Today there are several women's Morris sides, such as Jack Straws, whom I caught up with on the streets of the Surrey country town of Farnham entertaining Saturday shoppers just before Christmas. They danced outside a sports shop in white smocks and trousers; soft floppy hats were decorated with badges and flowers. They were accompanied not only by musicians but also by offspring in strollers, so there were noses to wipe and snacks to dispense when their places in the dance were taken by a mixed - men and women - Morris side from the neighbouring town of Alton.

The early Morris dancers were gaudy creatures, wearing, as one eyewitness wrote, "red and yellow satin coats and block and yellow hose" or "coats of red and blue taffeta." These costumes were expensive; records dating back to 1593 indicated that a rich nobleman was needed to foot the bill. Sometimes the cost was too great and costumes had to be rented from another Parish.

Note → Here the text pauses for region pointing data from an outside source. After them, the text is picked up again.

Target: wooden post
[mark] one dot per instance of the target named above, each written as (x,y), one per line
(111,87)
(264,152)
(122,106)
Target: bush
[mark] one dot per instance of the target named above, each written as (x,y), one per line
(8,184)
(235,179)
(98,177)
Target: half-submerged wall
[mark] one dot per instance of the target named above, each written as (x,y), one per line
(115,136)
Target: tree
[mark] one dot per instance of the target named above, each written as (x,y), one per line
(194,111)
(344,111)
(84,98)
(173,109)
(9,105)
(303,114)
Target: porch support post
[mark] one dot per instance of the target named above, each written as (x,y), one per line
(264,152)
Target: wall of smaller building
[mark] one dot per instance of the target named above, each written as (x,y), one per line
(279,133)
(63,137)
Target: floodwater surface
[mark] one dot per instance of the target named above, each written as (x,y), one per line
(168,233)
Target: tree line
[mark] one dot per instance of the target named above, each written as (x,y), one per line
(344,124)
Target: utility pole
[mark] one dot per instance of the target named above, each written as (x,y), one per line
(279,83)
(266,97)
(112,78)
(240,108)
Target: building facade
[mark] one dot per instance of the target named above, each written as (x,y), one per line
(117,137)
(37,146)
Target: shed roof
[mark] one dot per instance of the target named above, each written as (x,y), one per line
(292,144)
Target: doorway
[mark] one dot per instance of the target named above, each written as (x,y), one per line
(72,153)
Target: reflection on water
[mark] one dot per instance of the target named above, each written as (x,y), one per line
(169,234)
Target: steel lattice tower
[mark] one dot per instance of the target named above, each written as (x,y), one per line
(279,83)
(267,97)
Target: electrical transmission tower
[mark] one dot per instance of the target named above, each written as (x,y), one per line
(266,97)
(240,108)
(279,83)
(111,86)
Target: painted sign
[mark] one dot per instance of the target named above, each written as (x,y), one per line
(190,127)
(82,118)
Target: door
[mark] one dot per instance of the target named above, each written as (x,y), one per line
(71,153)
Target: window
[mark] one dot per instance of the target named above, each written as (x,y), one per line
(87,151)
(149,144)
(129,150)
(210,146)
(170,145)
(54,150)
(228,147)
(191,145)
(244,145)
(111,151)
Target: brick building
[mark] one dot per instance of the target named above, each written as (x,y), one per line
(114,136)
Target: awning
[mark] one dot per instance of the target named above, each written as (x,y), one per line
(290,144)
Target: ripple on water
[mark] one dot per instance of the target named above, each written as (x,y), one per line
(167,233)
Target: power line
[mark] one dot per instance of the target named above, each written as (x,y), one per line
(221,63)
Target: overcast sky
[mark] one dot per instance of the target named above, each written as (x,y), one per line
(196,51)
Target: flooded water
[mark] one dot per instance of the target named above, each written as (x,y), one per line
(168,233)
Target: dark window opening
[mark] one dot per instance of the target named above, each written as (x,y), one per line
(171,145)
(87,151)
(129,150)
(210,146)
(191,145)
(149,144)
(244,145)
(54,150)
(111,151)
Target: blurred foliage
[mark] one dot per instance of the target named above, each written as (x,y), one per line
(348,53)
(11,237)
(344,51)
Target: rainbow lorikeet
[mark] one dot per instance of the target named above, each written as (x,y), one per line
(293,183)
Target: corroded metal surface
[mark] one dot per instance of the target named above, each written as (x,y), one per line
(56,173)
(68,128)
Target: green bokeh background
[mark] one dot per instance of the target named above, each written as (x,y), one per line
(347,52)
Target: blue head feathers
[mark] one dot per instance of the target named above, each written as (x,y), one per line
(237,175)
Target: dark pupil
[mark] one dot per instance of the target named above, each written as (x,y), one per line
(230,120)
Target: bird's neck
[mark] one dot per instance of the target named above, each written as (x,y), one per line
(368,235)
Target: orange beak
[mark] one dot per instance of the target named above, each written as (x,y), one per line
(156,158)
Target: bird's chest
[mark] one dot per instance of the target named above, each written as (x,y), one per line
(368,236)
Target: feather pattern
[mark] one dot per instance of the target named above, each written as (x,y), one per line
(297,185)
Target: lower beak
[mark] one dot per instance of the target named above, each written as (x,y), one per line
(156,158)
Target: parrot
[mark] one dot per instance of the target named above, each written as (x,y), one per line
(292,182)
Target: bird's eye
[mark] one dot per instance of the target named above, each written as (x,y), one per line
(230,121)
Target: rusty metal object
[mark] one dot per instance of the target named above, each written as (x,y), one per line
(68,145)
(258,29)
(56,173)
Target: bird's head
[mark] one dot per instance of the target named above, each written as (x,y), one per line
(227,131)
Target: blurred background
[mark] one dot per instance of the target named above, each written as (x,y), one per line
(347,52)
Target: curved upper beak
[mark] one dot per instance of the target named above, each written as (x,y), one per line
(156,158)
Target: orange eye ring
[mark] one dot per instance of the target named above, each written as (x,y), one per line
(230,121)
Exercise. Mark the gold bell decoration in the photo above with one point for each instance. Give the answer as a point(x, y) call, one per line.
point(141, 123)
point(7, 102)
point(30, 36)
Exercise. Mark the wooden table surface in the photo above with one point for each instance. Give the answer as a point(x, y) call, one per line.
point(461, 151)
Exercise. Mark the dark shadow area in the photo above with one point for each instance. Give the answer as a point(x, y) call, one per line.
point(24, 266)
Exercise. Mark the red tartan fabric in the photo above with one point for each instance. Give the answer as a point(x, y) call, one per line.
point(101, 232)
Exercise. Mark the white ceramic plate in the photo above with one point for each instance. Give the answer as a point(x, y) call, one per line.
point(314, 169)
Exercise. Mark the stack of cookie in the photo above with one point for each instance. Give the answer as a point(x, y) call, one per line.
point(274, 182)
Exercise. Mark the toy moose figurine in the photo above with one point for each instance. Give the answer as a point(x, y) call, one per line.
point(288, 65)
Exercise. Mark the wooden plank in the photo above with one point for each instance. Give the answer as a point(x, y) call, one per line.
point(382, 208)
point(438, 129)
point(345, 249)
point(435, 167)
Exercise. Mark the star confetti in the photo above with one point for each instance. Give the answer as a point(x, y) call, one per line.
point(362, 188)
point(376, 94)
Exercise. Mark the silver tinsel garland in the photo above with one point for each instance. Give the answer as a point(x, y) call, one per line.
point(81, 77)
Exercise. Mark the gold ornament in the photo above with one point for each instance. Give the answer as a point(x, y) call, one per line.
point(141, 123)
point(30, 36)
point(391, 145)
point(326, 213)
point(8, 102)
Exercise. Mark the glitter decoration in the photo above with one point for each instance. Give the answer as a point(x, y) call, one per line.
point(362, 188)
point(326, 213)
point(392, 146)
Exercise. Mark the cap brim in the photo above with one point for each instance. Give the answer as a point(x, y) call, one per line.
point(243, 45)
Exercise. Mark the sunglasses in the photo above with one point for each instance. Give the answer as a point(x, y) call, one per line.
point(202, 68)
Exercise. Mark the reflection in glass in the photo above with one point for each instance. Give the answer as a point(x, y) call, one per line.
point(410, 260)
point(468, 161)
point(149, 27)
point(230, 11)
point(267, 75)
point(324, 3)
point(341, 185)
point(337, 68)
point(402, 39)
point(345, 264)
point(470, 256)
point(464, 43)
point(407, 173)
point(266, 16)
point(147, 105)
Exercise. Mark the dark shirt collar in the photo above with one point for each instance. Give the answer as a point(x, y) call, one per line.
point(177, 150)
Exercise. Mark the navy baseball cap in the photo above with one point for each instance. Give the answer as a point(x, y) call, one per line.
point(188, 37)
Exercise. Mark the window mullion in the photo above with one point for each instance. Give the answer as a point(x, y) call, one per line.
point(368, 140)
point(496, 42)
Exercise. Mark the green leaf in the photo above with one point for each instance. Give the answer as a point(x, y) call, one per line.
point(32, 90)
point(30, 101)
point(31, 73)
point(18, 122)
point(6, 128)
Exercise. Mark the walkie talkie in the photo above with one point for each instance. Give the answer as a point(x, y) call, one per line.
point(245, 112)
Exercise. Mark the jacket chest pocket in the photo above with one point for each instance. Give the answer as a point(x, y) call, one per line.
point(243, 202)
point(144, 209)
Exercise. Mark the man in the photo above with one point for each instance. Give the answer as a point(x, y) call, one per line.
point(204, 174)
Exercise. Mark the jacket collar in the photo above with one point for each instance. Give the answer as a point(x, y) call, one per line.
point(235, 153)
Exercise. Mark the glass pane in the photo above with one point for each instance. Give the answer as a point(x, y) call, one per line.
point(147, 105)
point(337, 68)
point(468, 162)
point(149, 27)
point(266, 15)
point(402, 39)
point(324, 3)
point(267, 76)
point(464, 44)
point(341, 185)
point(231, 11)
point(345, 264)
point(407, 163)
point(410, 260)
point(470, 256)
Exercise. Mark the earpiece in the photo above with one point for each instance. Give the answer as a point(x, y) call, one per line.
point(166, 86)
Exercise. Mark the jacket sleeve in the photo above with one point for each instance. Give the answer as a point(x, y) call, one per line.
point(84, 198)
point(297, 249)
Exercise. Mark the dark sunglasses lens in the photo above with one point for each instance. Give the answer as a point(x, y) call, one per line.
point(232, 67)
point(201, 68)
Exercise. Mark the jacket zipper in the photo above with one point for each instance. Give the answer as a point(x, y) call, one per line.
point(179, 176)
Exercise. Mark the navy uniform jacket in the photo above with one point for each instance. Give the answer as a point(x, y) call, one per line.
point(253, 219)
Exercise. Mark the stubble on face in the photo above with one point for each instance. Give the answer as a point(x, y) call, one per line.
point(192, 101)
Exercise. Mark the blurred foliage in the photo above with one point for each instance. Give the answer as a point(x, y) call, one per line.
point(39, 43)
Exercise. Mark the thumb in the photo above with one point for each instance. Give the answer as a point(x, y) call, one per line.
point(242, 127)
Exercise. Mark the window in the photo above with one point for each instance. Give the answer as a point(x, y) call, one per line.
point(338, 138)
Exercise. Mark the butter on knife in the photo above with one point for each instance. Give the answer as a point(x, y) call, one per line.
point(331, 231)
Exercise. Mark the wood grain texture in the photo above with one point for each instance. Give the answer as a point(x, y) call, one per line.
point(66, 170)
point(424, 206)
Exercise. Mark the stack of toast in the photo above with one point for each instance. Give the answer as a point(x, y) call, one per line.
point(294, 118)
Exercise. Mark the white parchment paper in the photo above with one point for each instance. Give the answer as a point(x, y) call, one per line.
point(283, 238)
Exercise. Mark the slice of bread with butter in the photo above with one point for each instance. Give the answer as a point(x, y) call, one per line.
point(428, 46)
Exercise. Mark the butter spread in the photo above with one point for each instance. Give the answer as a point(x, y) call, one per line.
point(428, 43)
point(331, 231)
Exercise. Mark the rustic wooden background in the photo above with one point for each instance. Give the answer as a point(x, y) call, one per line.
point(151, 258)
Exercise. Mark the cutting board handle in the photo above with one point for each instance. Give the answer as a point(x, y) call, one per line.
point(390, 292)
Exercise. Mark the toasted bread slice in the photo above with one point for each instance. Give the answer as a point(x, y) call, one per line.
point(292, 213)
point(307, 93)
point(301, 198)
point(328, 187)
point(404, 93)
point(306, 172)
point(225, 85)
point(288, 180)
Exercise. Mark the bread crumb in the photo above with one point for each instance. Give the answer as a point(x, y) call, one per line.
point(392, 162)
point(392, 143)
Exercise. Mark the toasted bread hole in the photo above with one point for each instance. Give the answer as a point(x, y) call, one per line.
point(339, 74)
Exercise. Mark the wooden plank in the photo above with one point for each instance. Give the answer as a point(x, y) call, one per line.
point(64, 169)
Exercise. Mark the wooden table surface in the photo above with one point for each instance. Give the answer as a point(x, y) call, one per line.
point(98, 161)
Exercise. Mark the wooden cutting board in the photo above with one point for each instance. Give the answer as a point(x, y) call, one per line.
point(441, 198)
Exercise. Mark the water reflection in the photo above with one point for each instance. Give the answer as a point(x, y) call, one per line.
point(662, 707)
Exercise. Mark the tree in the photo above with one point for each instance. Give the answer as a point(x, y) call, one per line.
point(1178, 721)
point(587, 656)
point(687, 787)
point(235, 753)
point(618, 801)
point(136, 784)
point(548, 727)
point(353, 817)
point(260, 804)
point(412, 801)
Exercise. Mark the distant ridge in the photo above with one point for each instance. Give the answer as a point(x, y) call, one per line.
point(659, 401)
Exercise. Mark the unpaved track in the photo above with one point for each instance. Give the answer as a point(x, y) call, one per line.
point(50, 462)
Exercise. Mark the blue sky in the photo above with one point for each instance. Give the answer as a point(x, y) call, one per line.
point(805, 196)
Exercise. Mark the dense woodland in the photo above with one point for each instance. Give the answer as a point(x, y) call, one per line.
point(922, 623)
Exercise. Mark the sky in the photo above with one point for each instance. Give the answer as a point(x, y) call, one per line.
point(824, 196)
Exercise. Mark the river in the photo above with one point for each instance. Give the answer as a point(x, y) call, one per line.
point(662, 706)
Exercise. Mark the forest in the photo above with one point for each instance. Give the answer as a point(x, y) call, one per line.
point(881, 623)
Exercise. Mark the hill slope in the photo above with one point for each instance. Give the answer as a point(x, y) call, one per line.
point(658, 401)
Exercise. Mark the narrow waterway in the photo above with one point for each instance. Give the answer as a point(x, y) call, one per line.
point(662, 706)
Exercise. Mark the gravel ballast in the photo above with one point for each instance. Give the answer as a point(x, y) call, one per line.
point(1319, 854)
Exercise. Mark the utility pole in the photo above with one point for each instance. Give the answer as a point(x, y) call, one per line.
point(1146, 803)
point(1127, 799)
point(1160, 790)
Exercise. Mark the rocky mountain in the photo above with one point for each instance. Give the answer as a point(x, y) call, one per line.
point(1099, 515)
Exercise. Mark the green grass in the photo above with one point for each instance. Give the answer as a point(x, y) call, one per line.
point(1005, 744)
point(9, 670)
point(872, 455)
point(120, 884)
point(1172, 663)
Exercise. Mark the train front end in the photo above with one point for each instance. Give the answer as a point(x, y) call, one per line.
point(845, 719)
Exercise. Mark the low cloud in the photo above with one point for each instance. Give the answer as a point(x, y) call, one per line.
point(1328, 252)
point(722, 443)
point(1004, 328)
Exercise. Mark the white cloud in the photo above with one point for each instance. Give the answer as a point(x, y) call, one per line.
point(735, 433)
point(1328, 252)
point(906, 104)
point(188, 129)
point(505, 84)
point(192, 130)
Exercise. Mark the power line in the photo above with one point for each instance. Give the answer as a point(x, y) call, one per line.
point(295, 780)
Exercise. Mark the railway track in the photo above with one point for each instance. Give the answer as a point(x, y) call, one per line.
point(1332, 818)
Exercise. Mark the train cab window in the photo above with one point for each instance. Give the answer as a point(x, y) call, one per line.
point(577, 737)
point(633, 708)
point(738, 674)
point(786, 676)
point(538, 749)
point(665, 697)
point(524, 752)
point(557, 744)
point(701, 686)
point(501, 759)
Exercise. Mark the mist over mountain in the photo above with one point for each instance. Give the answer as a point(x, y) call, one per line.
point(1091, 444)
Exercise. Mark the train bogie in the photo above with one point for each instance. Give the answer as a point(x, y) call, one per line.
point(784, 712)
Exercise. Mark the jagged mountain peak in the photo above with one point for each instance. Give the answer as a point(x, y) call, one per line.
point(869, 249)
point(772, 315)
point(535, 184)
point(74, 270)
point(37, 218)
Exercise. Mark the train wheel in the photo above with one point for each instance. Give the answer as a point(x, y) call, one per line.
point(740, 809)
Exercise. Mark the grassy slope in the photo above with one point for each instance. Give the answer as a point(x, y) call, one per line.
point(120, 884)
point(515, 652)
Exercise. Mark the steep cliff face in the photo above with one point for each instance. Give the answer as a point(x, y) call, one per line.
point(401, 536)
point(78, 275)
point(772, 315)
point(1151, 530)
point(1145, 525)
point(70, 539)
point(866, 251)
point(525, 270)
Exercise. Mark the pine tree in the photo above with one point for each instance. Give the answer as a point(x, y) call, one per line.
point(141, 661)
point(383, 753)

Costumes today provide a means of identifying the different sides. The waistcoats of the Thames Valley Morris Men have a dancing "tree of life" embroidered on their backs, but each one is personalised by the wearer with added symbols depicting hobbies or events.

Like the majority of Morris sides, TV is a "revival" group - the steps and dances are learnt from the research and notation that Sharp initiated. The differing styles come from Cotswold villages such as Headington, Bampton, Adderbury, and Sherbourne. TV's trademark is the jaunty "Oddington" tradition, which they revived in 1959 from authentic notation collected from an old Oddington Musician. The TV are members of the Morris Ring, and organisation formed in 1934 to further the Morris traditions of male sides. Women can join the Morris Federation which has both male and female sides but no mixed sides, or the Open Morris Association, which includes mixed sides.

In 1930, the Cecil Sharp House was opened in Regents Park Road in London. It is the home of the English Folk Dance and Song Society, a storehouse of dance archives. And it seems that the Morris has a future as well as a past. The society's educational officer, Caroline Robson, says she is pleased with the interest being shown in folk traditions, especially in Morris dancing. She visits schoold (dance is now part of Britain's national school curriculum) and gives workshops for teachers, who can then offer their students a real link with British social history. Robson, herself a Morris dancer, says, "We try to give this ancient art form a fresh image to ensure that a valuable English tradition continues.


Margaret Willis is a Dance Magazine contributing editor based in Europe

Article published in Dance magazine, December 1992.